On ne traite pas un problème en reculant sans cesse, monsieur le rapporteur général ! Je vais vous dire comment je vois les choses.
D'abord, il convient de débattre de ces matières avec calme et respect. Des millions de nos concitoyens nous regardent ; aucun ne doit se sentir insulté, stigmatisé, montré du doigt – mais cela ne doit pas nous empêcher de parler d'un certain nombre de sujets.
J'ai grandi dans les quartiers nord de Bourges, aux Gibjoncs. C'est un quartier populaire, un quartier d'immigration, d'origine nord-africaine mais pas seulement. Je suis né en 1972. Dans les années 1980, pas une seule femme n'était voilée dans le quartier ; aujourd'hui, beaucoup le sont. Que s'est-il passé entre-temps ?
Il y a eu la révolution iranienne de Khomeiny. Nous en subissons toujours les conséquences. Je ne peux pas, moi qui la défends bec et ongles, ne pas citer à cette occasion le cas de Nasrin Sotoudeh, avocate iranienne aujourd'hui encore emprisonnée parce qu'elle défend les femmes qui veulent sortir tête nue dans les rues de Téhéran ou ailleurs.
J'appelle l'ensemble de mes collègues à relire Gilles Kepel.
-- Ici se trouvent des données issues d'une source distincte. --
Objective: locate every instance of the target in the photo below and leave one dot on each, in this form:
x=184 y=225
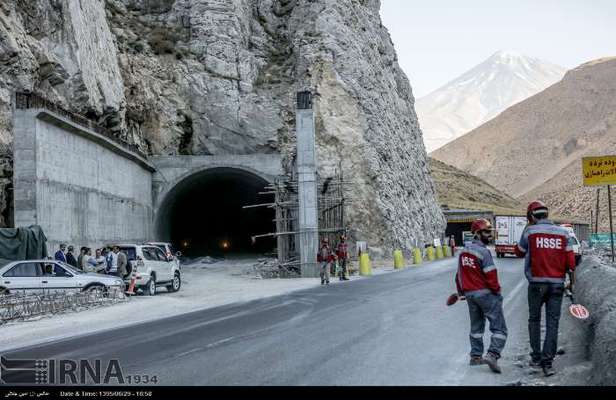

Bien sûr, toutes les femmes qui portent le voile ne le font pas avec une visée politico-religieuse – et à celles-là, il faut dire que nous respectons leurs croyances –, mais à l'origine, le voile est un signe pour marquer le territoire politiquement, et ce signe provient de Téhéran. Moi aussi, j'ai vécu en Seine-Saint-Denis, monsieur Corbière, très exactement à Saint-Denis, et je l'ai de mes propres yeux vu, ce marquage du territoire.
Notre rôle est de mettre des barrières, de fixer des limites. Mon propos n'est pas de stigmatiser telle ou telle personne qui participe en tant que collaborateur occasionnel au service public. Parlant de démocrates et de républicains, Jean-Pierre Chevènement n'avait pas pour intention de les opposer ; il s'agissait de déterminer si l'on était plutôt démocrate avec une petite dose de républicanisme ou républicain dans le cadre d'une démocratie. La question est de savoir si, dans notre République, nous voulons garantir la liberté absolue de conscience aux usagers du service public ; si tel est le cas, nous devons faire évoluer cet article 1er.